The content of this website is intended for healthcare professionals only

AI demo claims technology is as good as real GPs in diagnosis

GP leaders say apps/algorithms should never replace GPs

Adrian O'Dowd

Thursday, 28 June 2018

Technology firm Babylon Health has demonstrated* that its latest artificial intelligence (AI) appears to be as good, if not better, then real GPs at diagnosing and providing health advice to patients.

Doctors’ leaders, however, have rejected these claims saying that the tests were “over-simplistic and crude” and that apps and algorithms should never replace GPs.

In a presentation broadcast last night from London, Babylon – the company behind the NHS GP at Hand app – showed results of how its AI technology had been tested using elements from the MRCGP exams that related to diagnostics.

The company took a representative sample of questions from publicly available RCGP sources as well as independently published examination preparation materials, and mapped these to the current RCGP curriculum in order to ensure the questions resembled actual MRCGP questions as closely as possible.

Babylon said that the average pass mark over the past five years for real-life doctors was 72% and in sitting the exam for the first time, Babylon’s AI scored 81%.

As the AI continued to learn and accumulate knowledge, Babylon said it expected that subsequent testing would produce significant improvements in terms of results.

Given that doctors were presented with a much wider range of illnesses and conditions in their daily practice, Babylon’s team of scientists, clinicians and engineers wanted to test their AI’s capabilities further.

Therefore, they collaborated with the Royal College of Physicians, Stanford Primary Care and Yale New Haven Health to test Babylon’s AI alongside seven highly-experienced primary care doctors using 100 independently-devised symptom sets (or “vignettes”).

Babylon’s AI scored 80% for accuracy, while the seven doctors achieved an accuracy range of 64-94%, said the company.

The accuracy of the AI was 98% when assessed against conditions seen most frequently in primary care medicine.
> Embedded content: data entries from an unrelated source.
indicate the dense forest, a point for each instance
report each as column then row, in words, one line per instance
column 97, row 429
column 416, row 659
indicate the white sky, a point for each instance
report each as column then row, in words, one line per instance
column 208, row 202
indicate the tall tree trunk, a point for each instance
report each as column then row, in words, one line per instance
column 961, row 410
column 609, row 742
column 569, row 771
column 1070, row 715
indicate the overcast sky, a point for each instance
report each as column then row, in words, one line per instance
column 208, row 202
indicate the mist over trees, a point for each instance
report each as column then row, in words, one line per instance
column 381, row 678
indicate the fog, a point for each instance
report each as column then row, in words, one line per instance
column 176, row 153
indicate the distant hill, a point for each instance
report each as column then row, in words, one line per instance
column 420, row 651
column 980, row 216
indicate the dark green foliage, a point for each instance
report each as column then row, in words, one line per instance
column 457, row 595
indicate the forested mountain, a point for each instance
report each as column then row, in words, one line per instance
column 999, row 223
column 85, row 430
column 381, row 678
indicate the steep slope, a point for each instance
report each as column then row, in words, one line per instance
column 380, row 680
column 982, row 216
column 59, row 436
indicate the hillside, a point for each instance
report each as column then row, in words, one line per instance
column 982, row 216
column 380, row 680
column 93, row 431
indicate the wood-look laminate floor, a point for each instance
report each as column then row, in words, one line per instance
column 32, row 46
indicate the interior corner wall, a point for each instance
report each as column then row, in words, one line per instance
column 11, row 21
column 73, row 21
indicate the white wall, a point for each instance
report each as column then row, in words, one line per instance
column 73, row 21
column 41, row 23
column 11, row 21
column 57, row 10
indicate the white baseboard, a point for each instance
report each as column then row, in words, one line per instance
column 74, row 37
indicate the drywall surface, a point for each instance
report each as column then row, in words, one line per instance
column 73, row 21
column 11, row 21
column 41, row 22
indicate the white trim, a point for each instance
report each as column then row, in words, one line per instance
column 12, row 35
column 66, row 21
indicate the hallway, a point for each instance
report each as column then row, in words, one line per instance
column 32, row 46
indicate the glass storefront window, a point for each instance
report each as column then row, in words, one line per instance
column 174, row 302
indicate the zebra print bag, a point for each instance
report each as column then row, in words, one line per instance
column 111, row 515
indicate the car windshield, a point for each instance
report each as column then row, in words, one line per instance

In comparison, when Babylon’s research team assessed experienced clinicians using the same measure, their accuracy ranged from 52-99%.

Dr Ali Parsa, Babylon’s founder and chief executive said: “Even in the richest nations, primary care is becoming increasingly unaffordable and inconvenient, often with waiting times that make it not readily accessible.

“Babylon’s latest artificial intelligence capabilities show that it is possible for anyone, irrespective of their geography, wealth or circumstances, to have free access to health advice that is on-par with top-rated practicing clinicians.”

Professor Martin Marshall, vice chair of the RCGP, said: “The potential of technology to support doctors to deliver the best possible patient care is fantastic, but at the end of the day, computers are computers, and GPs are highly-trained medical professionals: the two can’t be compared and the former may support but will never replace the latter.

“No app or algorithm will be able to do what a GP does. An app might be able to pass an automated clinical knowledge test but the answer to a clinical scenario isn’t always cut and dried, there are many factors to take into account, a great deal of risk to manage, and the emotional impact a diagnosis might have on a patient to consider.”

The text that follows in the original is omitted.